What will China do when Argentina defaults on its debt again and this time much of it is owed to China?

Sieze ports and railroads and other important infastructure? Isn't that their MO?

Argentina has very limited credibility to offer concessions to anyone. Even its people have lost faith, e.g. in its currency. It is a worthless sinkhole for development aid, taking billions from the IMF and refusing to implement reforms:

“In the last few times that the fund has been involved in Argentina, it has always tried to push some of the reform agenda Argentina needs, but that has always failed,” Monica de Bolle, a senior fellow at the Peterson Institute for International Economics, said during an interview with Marketplace’s Sabri Ben-Achour. “That story has just been repeating itself over and over and over again. It’s like a ‘Groundhog Day’ type of thing.”

https://www.marketplace.org/2023/06/02/how-argentinas-economy-crumbled/

For almost 100 years, Argentina has moved between left-wing populist stupidity and right-wing populist incompetence. China can act as a predatory lender, and like other predatory lenders, take advantage of their borrowers' lack of alternatives. The only sensible reason for China to invest in Argentina is to milk Argentina's geographic and political (UN vote etc.) resources dry.

I've had a sort of secondary theory about the Argentinian economy for a while that he seems to agree with, that Argentinians are so traumatized by past crises that they'll bank run at the slightest sign things are weakening, making their currency way more fragile to any shock than a normal county's would be. Macri did implement reforms after all, he cut quotas, tariffs, currency controls, FDI restrictions, price controls, and subsidies, and things did get better for a while, then everyone freaked out the moment the US raised interest rates and things deteriorated again.

He implemented some reforms, but the overall situation was still awful in 2016-2017: https://en.wikipedia.org/wiki/Economy_of_Argentina#Data

Also, the inflation target was raised by 5%: https://en.wikipedia.org/wiki/28D

I think you slightly underplay the signs of modest recovery before the Crisis of 2018 - GDP per capita and growth improved in 2017, the default ended, access to international capital markets was restored, and poverty rates started to fall again to their lowest levels since the 90s. This was enough of a clear improvement that it helped Cambiemos sweep the 2017 elections.

But I don't disagree, that's really the exact point I'm making - Marci actually did implement pretty wide ranging reforms and was barely able to dent their overall endemic instability. His administration's weak point was obviously siding with the Treasury over the Central Bank on inflation, but Frente de Todos is hitting it with 97% interest rates currently and it's still not making a difference.

After the U.S. experience during the Great Depression, and after inflation and rising interest rates in the 1970s and disinflation and falling interest rates in the 1980s, I thought the fallacy of identifying tight money with high interest rates and easy money with low interest rates was dead.

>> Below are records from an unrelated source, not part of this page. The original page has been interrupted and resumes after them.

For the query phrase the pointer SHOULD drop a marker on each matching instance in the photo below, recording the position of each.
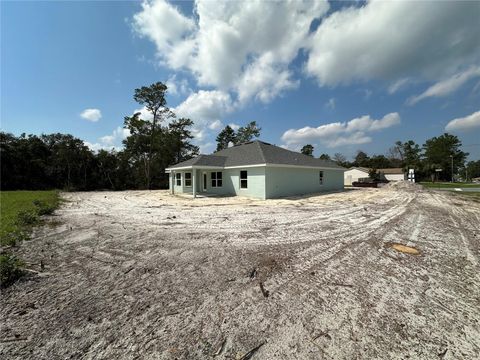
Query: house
(355, 173)
(255, 169)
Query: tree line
(62, 161)
(438, 153)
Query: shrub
(27, 217)
(10, 269)
(43, 208)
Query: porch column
(194, 183)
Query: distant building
(356, 173)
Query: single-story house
(355, 173)
(255, 169)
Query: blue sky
(342, 76)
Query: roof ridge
(261, 151)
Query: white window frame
(240, 179)
(186, 184)
(214, 182)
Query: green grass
(19, 210)
(447, 185)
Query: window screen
(216, 179)
(243, 179)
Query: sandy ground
(142, 274)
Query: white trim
(240, 180)
(245, 166)
(181, 178)
(216, 179)
(304, 167)
(191, 178)
(204, 181)
(255, 165)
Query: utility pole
(451, 156)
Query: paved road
(469, 189)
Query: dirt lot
(147, 275)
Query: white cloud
(392, 40)
(92, 115)
(330, 104)
(205, 109)
(336, 134)
(398, 85)
(464, 124)
(447, 86)
(234, 46)
(216, 125)
(112, 141)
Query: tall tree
(179, 137)
(153, 98)
(247, 133)
(226, 136)
(445, 152)
(307, 150)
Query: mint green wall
(297, 181)
(266, 182)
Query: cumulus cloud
(206, 109)
(353, 132)
(464, 124)
(233, 46)
(92, 115)
(447, 86)
(392, 40)
(177, 87)
(111, 141)
(330, 104)
(216, 125)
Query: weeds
(10, 269)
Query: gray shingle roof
(254, 153)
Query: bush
(27, 217)
(43, 208)
(10, 269)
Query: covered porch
(197, 181)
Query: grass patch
(20, 210)
(10, 269)
(448, 185)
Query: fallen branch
(249, 354)
(264, 292)
(16, 338)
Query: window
(188, 179)
(243, 179)
(216, 179)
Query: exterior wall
(353, 175)
(182, 188)
(394, 177)
(284, 181)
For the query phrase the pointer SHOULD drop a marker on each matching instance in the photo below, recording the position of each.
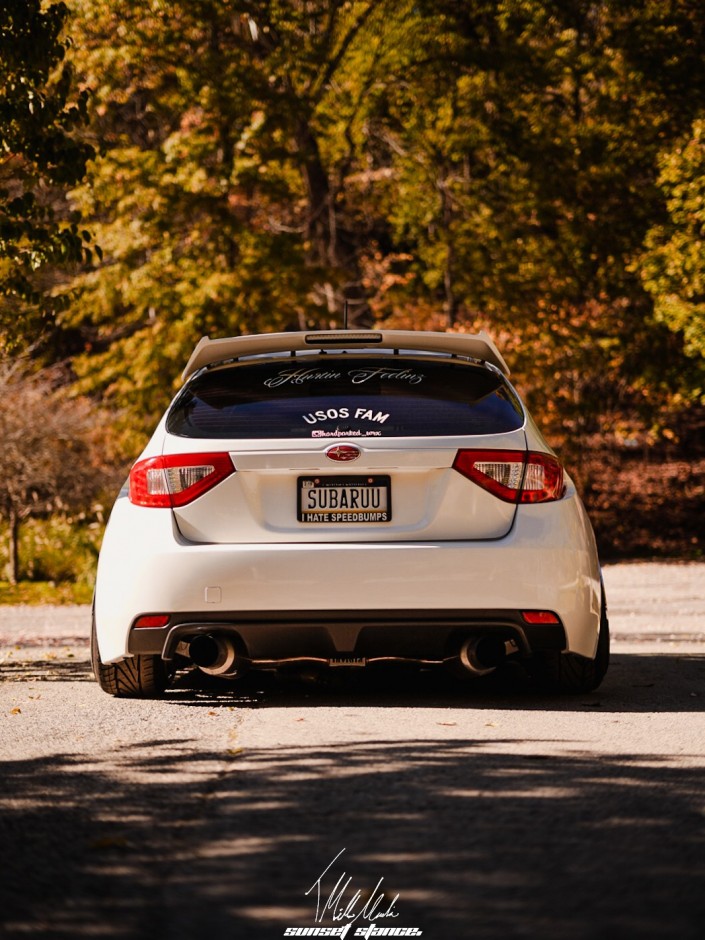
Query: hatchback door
(345, 447)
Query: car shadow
(478, 838)
(635, 682)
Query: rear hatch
(345, 447)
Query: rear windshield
(338, 396)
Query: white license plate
(344, 500)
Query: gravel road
(491, 811)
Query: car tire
(135, 677)
(571, 674)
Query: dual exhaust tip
(217, 655)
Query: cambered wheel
(136, 677)
(573, 674)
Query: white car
(345, 498)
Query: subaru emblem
(343, 452)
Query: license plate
(344, 500)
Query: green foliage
(39, 157)
(496, 162)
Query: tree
(674, 264)
(39, 157)
(218, 200)
(53, 456)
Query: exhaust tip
(215, 655)
(481, 655)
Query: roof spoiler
(472, 345)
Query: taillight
(516, 476)
(177, 479)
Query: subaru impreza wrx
(337, 499)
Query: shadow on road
(478, 840)
(634, 683)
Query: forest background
(175, 168)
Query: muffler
(480, 655)
(215, 655)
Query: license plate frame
(367, 499)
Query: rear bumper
(405, 592)
(271, 636)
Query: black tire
(136, 677)
(571, 674)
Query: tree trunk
(13, 568)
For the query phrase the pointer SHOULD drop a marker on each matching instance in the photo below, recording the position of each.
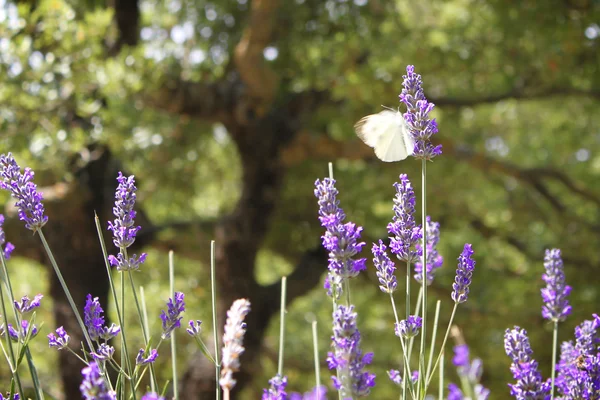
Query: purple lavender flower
(385, 268)
(317, 393)
(556, 306)
(341, 240)
(9, 247)
(454, 392)
(464, 273)
(126, 264)
(408, 328)
(417, 115)
(529, 383)
(103, 353)
(276, 391)
(141, 358)
(347, 357)
(233, 338)
(406, 233)
(434, 259)
(93, 319)
(26, 305)
(172, 318)
(123, 230)
(93, 386)
(152, 396)
(22, 188)
(194, 329)
(17, 335)
(60, 340)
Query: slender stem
(316, 355)
(65, 289)
(424, 264)
(13, 365)
(433, 336)
(443, 343)
(441, 381)
(554, 345)
(213, 290)
(113, 291)
(153, 383)
(173, 342)
(282, 325)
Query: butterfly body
(388, 134)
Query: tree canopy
(227, 112)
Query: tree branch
(261, 80)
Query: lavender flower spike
(434, 259)
(385, 268)
(22, 188)
(341, 240)
(556, 306)
(60, 340)
(8, 249)
(406, 233)
(347, 358)
(276, 390)
(93, 386)
(464, 273)
(172, 318)
(417, 115)
(529, 383)
(235, 328)
(26, 305)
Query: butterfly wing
(387, 133)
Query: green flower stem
(424, 263)
(443, 344)
(146, 329)
(173, 342)
(316, 357)
(113, 291)
(213, 293)
(282, 325)
(554, 346)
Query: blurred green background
(195, 97)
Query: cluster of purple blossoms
(470, 371)
(27, 305)
(276, 390)
(579, 367)
(93, 386)
(26, 330)
(233, 338)
(142, 359)
(406, 233)
(123, 227)
(385, 268)
(434, 259)
(464, 273)
(172, 318)
(22, 188)
(417, 115)
(342, 240)
(396, 376)
(60, 340)
(408, 328)
(317, 393)
(556, 306)
(529, 385)
(93, 319)
(9, 247)
(347, 357)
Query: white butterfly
(388, 133)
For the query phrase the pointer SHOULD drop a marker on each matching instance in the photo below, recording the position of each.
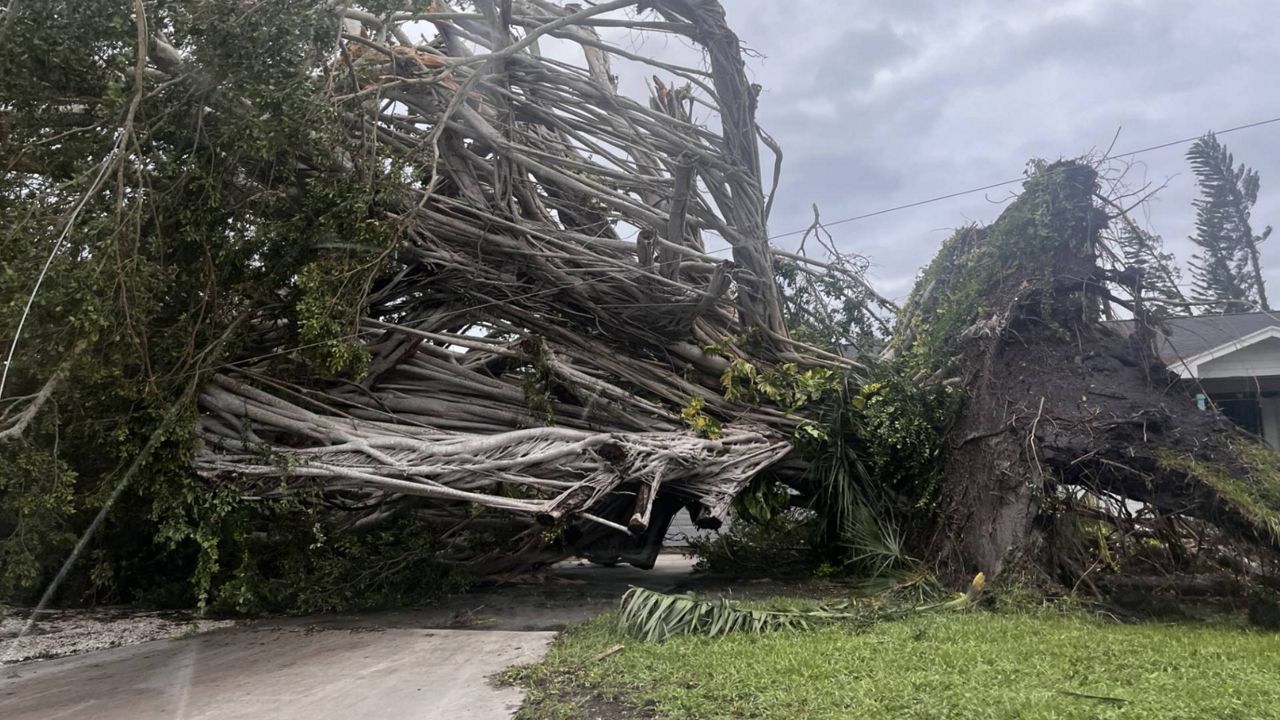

Apparently, old fallacies never die. - Milton Friedman.

“Alan Greenspan's great achievement is to have demonstrated that it is possible to maintain stable prices" - Milton Friedman, later in life

It is of course true that inflation is larger and more complex than interest rates alone, but Argentina also raised reserve requirements, implemented currency controls, and are taking steps to reduce the money stock. They're doing this badly (ie via sterilization because they're too iliquid for normal open market operations) but my point isn't that they're doing a good job addressing the crisis, just that the Central Bank is implementing the policy their predecessors were criticized for not using.

As an aside, doesn't Friedman's own argument about the 70s only makes sense if you expect inflation to respond immediately to raising rates, which he didn't? The outcome is consistent if you expect there to be lags.